Aqui vemos como o Papa Francisco não receia incluir os dados da pesquisa científica no documento, mas não se limitando apenas à exposição às questões técnicas; aí inclui as dimensões sociais e políticas, que contribuem para oprimir os que são mais fracos, as quais são fonte de injustiça. E bem sabemos como ao Sumo Pontífice é cara a identificação de Cristo com os mais pobres. Este é o caminho que Francisco nos faz percorrer ao longo da Encíclica, fazendo-nos notar a necessidade da fraternidade universal desejada por Francisco de Assis.

Neste documento a pessoa humana é claramente assumida como imagem da Trindade Divina (n. 239), vocacionada por isso a viver orientada e em comunhão para Deus. Todavia esta dinâmica só acontece se se respeitar as relações fundamentais intimamente ligadas: com Deus, com o próximo e com a terra. Qualquer rutura destas relações prejudica a pessoa humana e nasce do pecado (n. 66).

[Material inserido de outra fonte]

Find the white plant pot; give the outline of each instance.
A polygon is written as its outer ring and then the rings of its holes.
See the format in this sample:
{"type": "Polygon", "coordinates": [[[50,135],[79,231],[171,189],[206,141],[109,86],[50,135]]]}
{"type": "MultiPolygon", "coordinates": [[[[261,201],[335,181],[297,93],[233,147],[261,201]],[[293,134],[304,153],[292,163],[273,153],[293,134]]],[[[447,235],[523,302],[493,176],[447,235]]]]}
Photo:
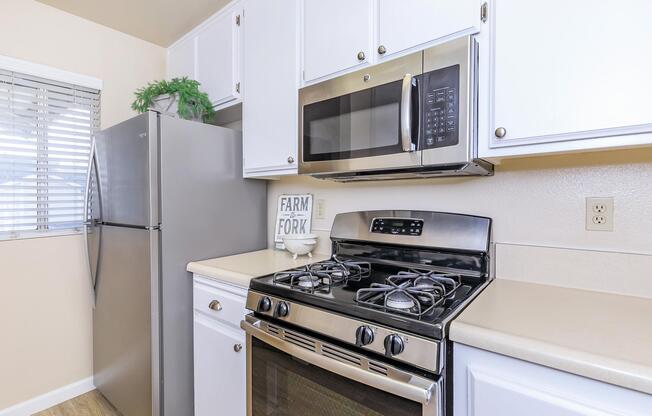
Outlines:
{"type": "MultiPolygon", "coordinates": [[[[151,109],[161,114],[181,118],[179,116],[179,94],[159,95],[152,100],[151,109]]],[[[202,121],[202,114],[195,114],[190,120],[202,121]]]]}

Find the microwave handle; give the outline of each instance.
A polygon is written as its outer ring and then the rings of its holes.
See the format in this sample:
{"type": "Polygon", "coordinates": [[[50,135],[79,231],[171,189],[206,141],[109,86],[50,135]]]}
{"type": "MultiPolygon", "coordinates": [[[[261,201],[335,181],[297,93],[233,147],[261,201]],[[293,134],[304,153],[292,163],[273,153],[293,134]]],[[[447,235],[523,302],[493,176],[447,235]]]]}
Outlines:
{"type": "Polygon", "coordinates": [[[405,74],[401,88],[401,147],[404,152],[415,150],[412,143],[412,74],[405,74]]]}

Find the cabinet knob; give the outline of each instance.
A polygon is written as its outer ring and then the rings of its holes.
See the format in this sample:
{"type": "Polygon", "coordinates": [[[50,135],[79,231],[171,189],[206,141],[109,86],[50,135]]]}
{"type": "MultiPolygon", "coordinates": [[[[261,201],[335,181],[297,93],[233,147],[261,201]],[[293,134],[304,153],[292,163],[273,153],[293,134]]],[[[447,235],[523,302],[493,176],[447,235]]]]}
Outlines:
{"type": "Polygon", "coordinates": [[[288,156],[288,163],[294,163],[294,158],[292,156],[288,156]]]}
{"type": "Polygon", "coordinates": [[[233,351],[240,352],[242,350],[242,344],[235,344],[233,346],[233,351]]]}
{"type": "Polygon", "coordinates": [[[358,52],[358,61],[364,61],[365,55],[364,52],[358,52]]]}
{"type": "Polygon", "coordinates": [[[495,131],[495,134],[496,137],[502,139],[503,137],[505,137],[505,135],[507,135],[507,130],[505,129],[505,127],[498,127],[495,131]]]}
{"type": "Polygon", "coordinates": [[[379,55],[385,55],[385,52],[387,52],[387,48],[385,48],[385,45],[380,45],[378,47],[378,54],[379,55]]]}
{"type": "Polygon", "coordinates": [[[212,300],[211,303],[208,304],[208,307],[217,312],[222,310],[222,304],[218,300],[212,300]]]}

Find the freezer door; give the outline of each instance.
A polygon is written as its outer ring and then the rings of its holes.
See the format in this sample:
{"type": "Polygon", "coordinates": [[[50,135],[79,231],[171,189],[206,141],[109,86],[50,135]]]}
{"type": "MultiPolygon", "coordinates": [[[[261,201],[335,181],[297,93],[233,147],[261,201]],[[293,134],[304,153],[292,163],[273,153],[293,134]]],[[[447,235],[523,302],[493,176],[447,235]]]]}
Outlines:
{"type": "Polygon", "coordinates": [[[186,265],[265,248],[267,185],[242,178],[239,132],[165,116],[160,122],[164,413],[192,415],[192,278],[186,265]]]}
{"type": "Polygon", "coordinates": [[[147,112],[97,135],[105,223],[159,224],[157,124],[158,114],[147,112]]]}
{"type": "Polygon", "coordinates": [[[94,383],[123,416],[157,416],[159,231],[100,227],[94,383]]]}

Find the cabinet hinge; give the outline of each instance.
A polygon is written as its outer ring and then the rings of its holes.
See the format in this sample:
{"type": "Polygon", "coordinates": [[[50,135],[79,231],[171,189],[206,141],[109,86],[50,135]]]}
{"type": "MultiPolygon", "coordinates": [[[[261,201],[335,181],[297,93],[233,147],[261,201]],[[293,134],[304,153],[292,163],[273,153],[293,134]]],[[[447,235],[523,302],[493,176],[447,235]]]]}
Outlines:
{"type": "Polygon", "coordinates": [[[237,16],[235,17],[235,24],[238,25],[238,26],[240,26],[240,15],[237,15],[237,16]]]}
{"type": "Polygon", "coordinates": [[[482,23],[487,23],[487,18],[489,17],[489,5],[487,2],[482,3],[480,6],[480,20],[482,23]]]}
{"type": "Polygon", "coordinates": [[[239,82],[235,83],[235,92],[237,92],[237,93],[240,92],[240,83],[239,82]]]}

O caminho de vida colocado como resposta a todos os homens e mulheres do mundo é o da ecologia integral, o qual não se reduz a uma dimensão apenas material, mas inclui uma dimensão espiritual, como constitutiva e importante no caminho global da construção da harmonia e da paz. A degradação do meio ambiente constitui uma agressão e aumenta o risco dos conflitos; a conversão ecológica é, como contra-peso, o movimento interior, em que o coração humano reconhece a sua limitação, identifica o seu sentido, procura apenas o que realmente precisa e aceita a sobriedade como norma de vida necessária e suficiente.

A Encíclica é muito extensa e rica, tirando frequentemente ilações que nos remetem para uma forma de vida iluminada pela redenção de Cristo. A sua revisitação é por isso uma ocasião de nos colocar em processo de transformação de mentalidade e de prioridades de vida rumo a uma vida mais evangélica.